If I try to solve some a problem by doing what everyone else is doing and go looking for problems where everyone else is looking, if I want to do something valuable, I'll have to do better than a lot of people, maybe even better than everybody else if the problem is really hard. If the problem is considered trendy, a lot of very smart and hardworking people will be treading the same ground and doing better than that is very difficult. But I have a dumb thought, one that's too stupid sounding for anyone else to try, I don't necessarily have to be particularly smart or talented or hardworking to come up with valuable solutions. Often, the dumb solution is something any idiot could've come up with and the reason the problem hasn't been solved is because no one was willing to think the dumb thought until an idiot like me looked at the problem.
Article: “End Procrastination”
- No one came back from YouTube feeling fresh and energized.
- No one peeled out motivated and happy after two hours of scrolling through Instagram.
- No one ever got inspired to finish things up after a Netflix Bonanza.
And then this, which is what I’ve tried to voice to people who tell me they loved the book “Atomic Habits” (which I didn’t because it felt like an argument for body/mind hacking, i.e. “you can’t change, you gotta trick yourself into doing good things”):
Yes, your body is constantly playing tricks on you. Yes, it fools you into believing what isn’t the case. It blinds you from seeing what is. And it directs you to get fast rewards.

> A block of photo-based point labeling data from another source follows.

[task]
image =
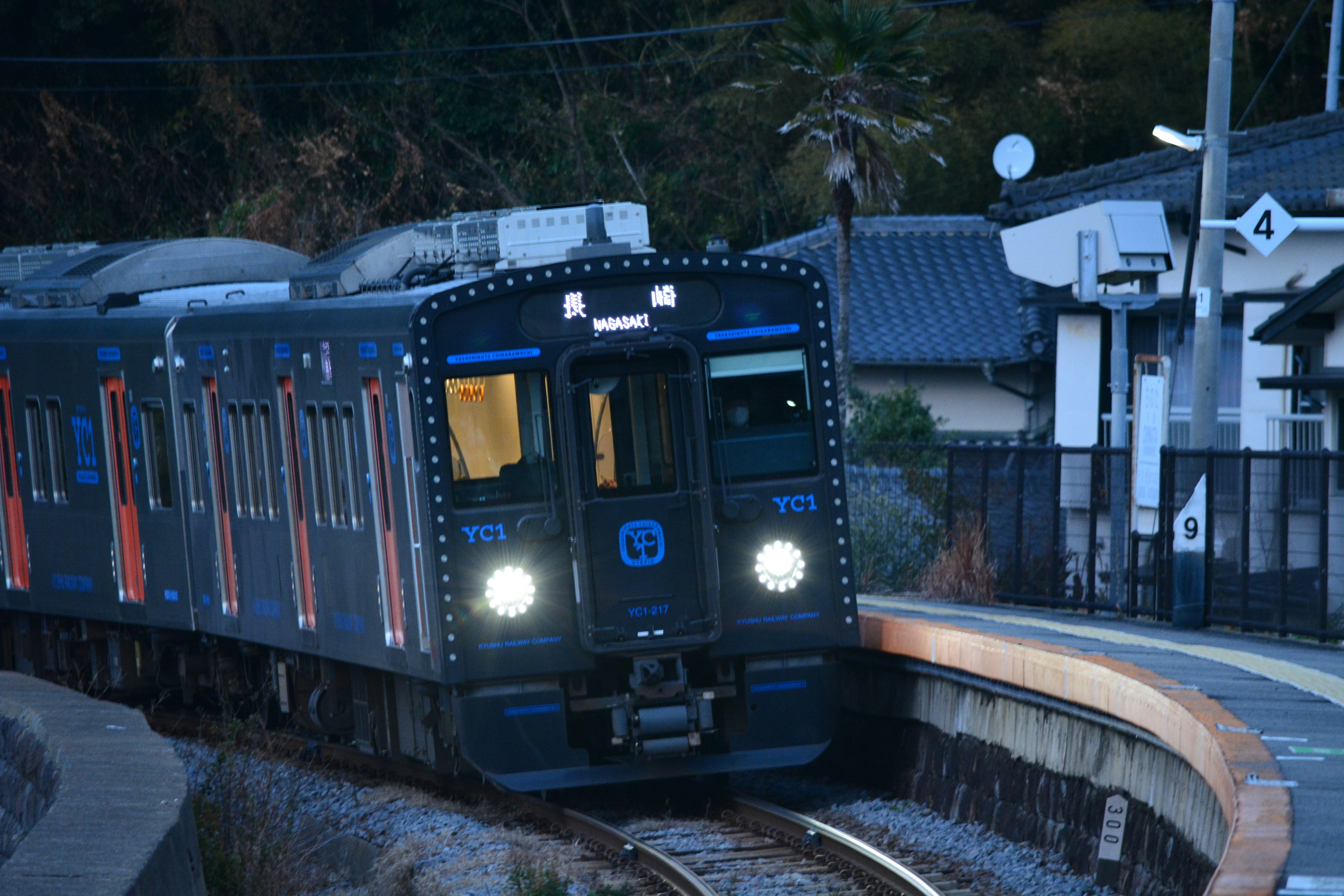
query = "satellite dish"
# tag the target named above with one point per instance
(1014, 158)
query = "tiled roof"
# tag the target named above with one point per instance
(1302, 162)
(926, 290)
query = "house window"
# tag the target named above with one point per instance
(1308, 359)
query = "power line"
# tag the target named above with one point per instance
(488, 76)
(1277, 59)
(392, 54)
(361, 83)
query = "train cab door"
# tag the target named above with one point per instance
(636, 463)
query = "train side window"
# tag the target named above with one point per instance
(350, 448)
(57, 444)
(267, 461)
(191, 452)
(292, 475)
(338, 473)
(499, 436)
(761, 415)
(14, 540)
(253, 463)
(40, 458)
(158, 476)
(382, 457)
(631, 422)
(315, 464)
(218, 483)
(236, 448)
(411, 467)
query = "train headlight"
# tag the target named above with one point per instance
(510, 592)
(780, 566)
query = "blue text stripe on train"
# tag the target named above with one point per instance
(779, 686)
(507, 355)
(533, 711)
(749, 332)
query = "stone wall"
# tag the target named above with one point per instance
(29, 780)
(93, 801)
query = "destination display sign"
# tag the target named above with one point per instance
(569, 314)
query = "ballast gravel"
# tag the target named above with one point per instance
(428, 846)
(969, 854)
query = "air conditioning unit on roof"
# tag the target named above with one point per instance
(464, 245)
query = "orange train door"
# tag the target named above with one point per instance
(378, 422)
(219, 492)
(298, 510)
(14, 539)
(126, 523)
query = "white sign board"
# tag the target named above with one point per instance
(1148, 441)
(1265, 225)
(1190, 522)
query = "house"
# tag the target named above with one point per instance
(1261, 405)
(933, 306)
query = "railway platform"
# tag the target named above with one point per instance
(1260, 718)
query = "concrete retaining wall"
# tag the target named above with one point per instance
(1031, 770)
(92, 801)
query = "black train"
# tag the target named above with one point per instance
(573, 515)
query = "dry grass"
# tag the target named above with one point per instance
(246, 822)
(517, 864)
(961, 572)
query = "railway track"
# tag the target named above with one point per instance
(750, 839)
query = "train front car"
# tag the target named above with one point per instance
(642, 538)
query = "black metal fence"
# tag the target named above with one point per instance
(1062, 532)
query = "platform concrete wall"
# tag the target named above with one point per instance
(92, 801)
(1033, 770)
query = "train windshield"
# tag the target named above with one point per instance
(632, 434)
(761, 413)
(500, 439)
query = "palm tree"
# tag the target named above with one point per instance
(859, 61)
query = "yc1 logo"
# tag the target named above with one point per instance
(642, 543)
(796, 503)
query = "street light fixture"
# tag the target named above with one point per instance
(1190, 143)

Your reward system is getting hacked, and you are being made a slave of yourself…Attributing your delays to some unalterable biochemical processes and giving them scientific names will make your delaying seem scientifically inevitable.
Yeah, but really, a science is one perspective on the world. Biology, physics, chemistry…each is just one way to look at and describe reality. Don’t let your inner neuroscientist discourage the unmeasurable, unweighable, uncountable free philosophical self inside you.
You are more than the sum of your cells.